American Journeys is framed by a two-month drive from San Francisco to New York. Documentary photographer, Jessie Parks, and journalist, Katy Long, interviewed and photographed over 100 migrants, refugees, and "locals" in 21 states, documenting how immigration has shaped communities and understandings of national American identity.  

The project explores the different contexts of welcome and inclusion—from wealthy coastal cosmopolitan cities to small rust-belt rural communities.  

The project includes not only the voices of immigrants but also “locals” living in the communities visited, to understand their thoughts about what it means to be American today, and who should be allowed to belong. There is a particular interest in understanding how local dynamics intersect with national conversations, and the impact on recent US federal policy changes—resulting in increased fears of deportation for many immigrants, reduced refugee resettlement numbers, and narrowing visa opportunities for workers and businesses. 

Katy and Jessie first collaborated in 2017 on a feature for The Guardian. This work focused on a small community, Clarkston, Georgia.  It documented how locals welcome refugees to the Deep South.

Katy has spent 12 years working on refugee and migrant issues, first as an academic researcher in the U.K., and then working on policy development and evaluation (UNHCR, The Sutherland Report).

Jessie's work as a photographer has focused on giving a voice to the unheard.  In recent years she has been primarily concerned with documenting the lives of immigrants and the displaced, both close to her native Atlanta, and in Iraqi Kurdistan where she lived for several months in 2016 and 2017.

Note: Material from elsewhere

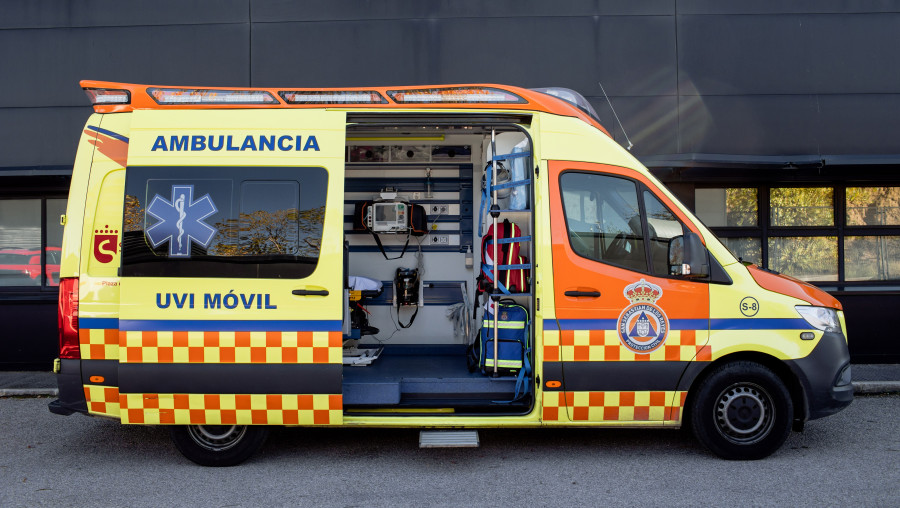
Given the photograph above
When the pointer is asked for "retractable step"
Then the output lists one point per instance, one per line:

For images and updates, follow us on Instagram @americanjourneysproject or @missjessieparks


Photo Captions Written by Katy Long, Photographs by Jessie Parks

Immigrants from 22 different countries prepare to take the oath of allegiance and become new US citizens in Roanoke, Virginia

We met Mark on a sunny afternoon, mowing lawns in a trailer park in Princeton, West Virginia. He wasn't bothered about immigration -- "long as it's legal" -- but he spoke enthusiastically about Donald Trump's economic agenda: "he's bringing coal back. That's what people care about round here. Bringing the coal back, bringing jobs back."

Between 1929 and 1936, Los Angeles deported up to 400,000 Mexican Americans — US citizens — were forcibly “repatriated” to their “home” in Mexico. The policy failed: Los Angeles today has the largest population of Mexicans in the world outside Mexico. One such immigrant, Diego, manages a bric-a-brac store in East Los Angeles, an area of the city which today is 99% Latino.

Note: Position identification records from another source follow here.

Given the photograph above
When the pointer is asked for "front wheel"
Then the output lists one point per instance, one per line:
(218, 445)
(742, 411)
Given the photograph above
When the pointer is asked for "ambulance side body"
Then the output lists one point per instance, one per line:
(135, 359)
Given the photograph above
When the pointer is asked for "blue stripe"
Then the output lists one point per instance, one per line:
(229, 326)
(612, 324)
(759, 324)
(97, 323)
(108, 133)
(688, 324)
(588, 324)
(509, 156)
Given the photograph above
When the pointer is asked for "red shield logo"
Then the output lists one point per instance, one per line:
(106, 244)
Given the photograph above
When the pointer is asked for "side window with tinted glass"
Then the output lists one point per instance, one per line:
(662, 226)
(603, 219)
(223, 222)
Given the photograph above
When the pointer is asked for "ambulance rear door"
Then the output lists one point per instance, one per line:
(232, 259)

Growing up in Tanzania, Gulshan Harjee dreamed of becoming a doctor. Instead, as Tanzania moved to expel its Asian citizens, she found herself stateless. After her studies in Iran were cut short by the 1979 Revolution, she eventually settled in the US and made her way to medical school. Three years ago, she co-founded the Clarkston Community Health Centre, where anyone without health insurance -- regardless of their legal status -- can seek medical or dental treatment. The line of patients waiting for the Sunday clinic can sometimes stretch around the block

Elderly immigrants play Xianqi (Chinese chess) in Portsmouth Square, San Francisco. The city's Chinatown is still the most densely populated urban area west of Manhattan. Many families live in single rooms: the square is the community's garden.

Princeton, West Virginia is home to a small but vibrant Islamic community. Nearly all those attending Friday prayers are medical doctors, who arrived from Pakistan and India in the 1970s. Twenty years ago, 40% of the doctors in the region were foreign-born. Now this community of Muslim professionals is nearing retirement, and their children -- educated American professionals -- have left the rural rustbelt for the cities.

In New Orleans' Lower Ninth Ward, all homes were uninhabitable after the flooding that followed Hurricane Katrina in 2005. The displaced were largely working-class black families, some of whom had owned the title to the land since emancipation. Laura Paul, director of lowernine.org, works to help these displaced Americans rebuild their homes, but 13 years later only around 1 in 3 have been able to return. 

Mesingana never intended to come to America, but then his sister asked him to help with her application for the Diversity Visa lottery. He decided he might as well apply too. Then his number came up. The chance to leave Ethiopia and come to America was an opportunity not be missed, but Mesingana had to leave his girlfriend behind. Six years later - and just three weeks before we met them - she was finally able to join him in Clarkston, Georgia.

Travis Stringfellow runs an oyster shucking business in Bayou la Batre, Alabama. Like most of the fishing industry on the Gulf Coast, he's dependent upon migrant laborers. In the 1970s Vietnamese boat people settled here: now, it's the turn of Hondurans

Nashville has at least 15,000 Kurdish residents, more than any other US city. We spent a day at the Kabob House restaurant, a central meeting place in "Little Kurdistan", drinking mint tea and listening to stories of Southern Kurdish hospitality.